Staples is closing *15%* of their stores - they're not *closing their stores*.

----------


## jn1780

> Staples is closing *15%* of their stores - they're not *closing their stores*.


True, it does show their current thinking toward brick and mortar locations though. Doesn't seem like they would be interested in adding locations.

----------


## Lauri101

It makes sense to me that Office Depot would be the store moving - the Reno/AD store isn't in the middle of a retail hotbed any more.  I didn't take the permits office comments as anything more than not wanting to commit if they haven't been told officially.  
I do think the idea of mixed retail with residential rentals is interesting - at least one building will have apartments available for rent on uppper story - the hint was that it would be Schlotzky's.

----------


## bombermwc

That would make sense if it's the area north of Dick's. I say that because those lots are only as wide as a residential lot since that's what they were. You've got to squeeze in some long narrow somethings in there....and you can maximize that cash flow by going vertical. Perhaps this was the part that MWC mentioned in the Original Mile plans? I thought that was supposed to go in on Lockheed near Jenkins but I can't remember why i thought that.....or maybe it was Mid-America now that the water tower's gone....hmmmmm

----------


## Lauri101

Walked by the Mid America - old water tower site the other day while they were rolling out sod.  One of the workers said it was to be a park.  Hope they put a path through it.

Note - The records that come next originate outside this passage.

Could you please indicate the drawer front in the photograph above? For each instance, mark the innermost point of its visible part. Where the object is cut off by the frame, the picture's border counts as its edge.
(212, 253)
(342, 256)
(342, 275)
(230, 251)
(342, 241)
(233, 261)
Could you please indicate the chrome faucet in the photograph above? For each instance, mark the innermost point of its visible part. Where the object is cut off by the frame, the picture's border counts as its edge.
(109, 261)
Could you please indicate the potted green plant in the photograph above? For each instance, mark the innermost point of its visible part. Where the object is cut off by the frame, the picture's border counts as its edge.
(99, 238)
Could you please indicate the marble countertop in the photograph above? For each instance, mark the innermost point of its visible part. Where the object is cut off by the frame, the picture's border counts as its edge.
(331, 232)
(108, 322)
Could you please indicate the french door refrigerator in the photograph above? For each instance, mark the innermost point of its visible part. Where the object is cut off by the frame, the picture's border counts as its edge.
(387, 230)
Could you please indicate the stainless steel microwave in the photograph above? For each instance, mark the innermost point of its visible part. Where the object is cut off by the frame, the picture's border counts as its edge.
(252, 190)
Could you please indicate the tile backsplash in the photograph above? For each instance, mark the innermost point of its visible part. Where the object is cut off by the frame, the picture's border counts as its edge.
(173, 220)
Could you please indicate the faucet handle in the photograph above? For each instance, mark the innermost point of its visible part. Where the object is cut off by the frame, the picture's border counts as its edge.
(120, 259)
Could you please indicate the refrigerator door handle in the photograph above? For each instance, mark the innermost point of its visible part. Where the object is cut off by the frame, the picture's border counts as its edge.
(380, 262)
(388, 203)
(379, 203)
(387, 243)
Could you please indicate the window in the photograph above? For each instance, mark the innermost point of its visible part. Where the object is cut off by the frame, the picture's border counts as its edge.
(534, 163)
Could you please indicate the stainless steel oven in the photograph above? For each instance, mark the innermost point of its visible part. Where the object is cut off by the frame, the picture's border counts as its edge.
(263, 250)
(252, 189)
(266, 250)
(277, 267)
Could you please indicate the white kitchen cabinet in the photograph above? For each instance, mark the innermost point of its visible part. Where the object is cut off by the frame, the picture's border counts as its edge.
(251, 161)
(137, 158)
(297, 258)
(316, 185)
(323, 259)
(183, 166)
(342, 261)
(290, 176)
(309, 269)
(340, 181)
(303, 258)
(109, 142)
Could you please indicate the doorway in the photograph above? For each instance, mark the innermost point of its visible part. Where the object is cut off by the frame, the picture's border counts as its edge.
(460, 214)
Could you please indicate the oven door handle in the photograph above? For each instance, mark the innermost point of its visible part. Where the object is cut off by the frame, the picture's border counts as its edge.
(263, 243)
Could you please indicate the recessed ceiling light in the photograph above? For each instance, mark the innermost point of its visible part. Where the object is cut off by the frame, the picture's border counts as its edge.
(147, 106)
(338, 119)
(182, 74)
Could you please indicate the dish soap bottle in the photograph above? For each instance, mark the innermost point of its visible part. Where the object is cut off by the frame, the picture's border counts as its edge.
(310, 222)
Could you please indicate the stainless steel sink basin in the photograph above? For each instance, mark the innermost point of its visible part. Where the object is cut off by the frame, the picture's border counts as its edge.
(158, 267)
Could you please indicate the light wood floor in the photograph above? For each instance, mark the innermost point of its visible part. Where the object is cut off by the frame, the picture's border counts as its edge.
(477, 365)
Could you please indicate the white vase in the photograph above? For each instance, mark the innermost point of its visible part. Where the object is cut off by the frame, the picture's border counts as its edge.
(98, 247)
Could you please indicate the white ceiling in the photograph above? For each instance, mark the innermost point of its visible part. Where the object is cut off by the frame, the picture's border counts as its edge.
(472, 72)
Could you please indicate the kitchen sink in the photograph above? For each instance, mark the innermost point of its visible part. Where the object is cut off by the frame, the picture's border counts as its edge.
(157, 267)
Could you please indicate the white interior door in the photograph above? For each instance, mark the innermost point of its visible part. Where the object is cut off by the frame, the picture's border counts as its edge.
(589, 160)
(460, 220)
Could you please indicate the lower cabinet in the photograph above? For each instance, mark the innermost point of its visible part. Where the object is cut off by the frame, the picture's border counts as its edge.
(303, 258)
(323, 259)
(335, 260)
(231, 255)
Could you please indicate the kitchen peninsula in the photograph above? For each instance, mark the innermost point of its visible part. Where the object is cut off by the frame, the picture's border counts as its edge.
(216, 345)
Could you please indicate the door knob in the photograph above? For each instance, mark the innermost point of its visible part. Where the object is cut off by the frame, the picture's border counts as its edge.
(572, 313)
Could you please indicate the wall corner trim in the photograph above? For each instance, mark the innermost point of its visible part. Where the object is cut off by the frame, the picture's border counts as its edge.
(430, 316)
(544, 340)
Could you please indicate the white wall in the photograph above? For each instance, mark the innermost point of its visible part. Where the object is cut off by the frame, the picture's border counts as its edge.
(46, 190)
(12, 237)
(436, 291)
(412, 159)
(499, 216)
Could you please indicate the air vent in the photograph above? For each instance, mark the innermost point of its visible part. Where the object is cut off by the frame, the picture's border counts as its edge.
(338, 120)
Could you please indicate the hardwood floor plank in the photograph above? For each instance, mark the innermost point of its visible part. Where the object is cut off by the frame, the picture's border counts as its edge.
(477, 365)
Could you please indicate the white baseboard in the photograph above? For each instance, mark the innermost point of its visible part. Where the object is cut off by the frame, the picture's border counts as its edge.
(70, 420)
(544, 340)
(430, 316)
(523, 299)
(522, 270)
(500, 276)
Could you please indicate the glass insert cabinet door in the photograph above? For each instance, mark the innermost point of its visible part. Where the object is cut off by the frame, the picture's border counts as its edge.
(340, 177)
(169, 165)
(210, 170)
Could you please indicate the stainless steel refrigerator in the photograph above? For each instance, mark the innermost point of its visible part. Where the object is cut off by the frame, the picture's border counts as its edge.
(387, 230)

As far as AD north of Dicks - right on corner of Fairchild and Dick's they were digging out a basement-looking area before the rains came.  That would make sense for area where Schlotzkys might be.  Lots of lot prep going on in that strip of land.  Can't wait to see what's next!

----------


## bombermwc

That park is supposed to be part of the original mile work the city is doing....rather than part of Town Center's stuff. 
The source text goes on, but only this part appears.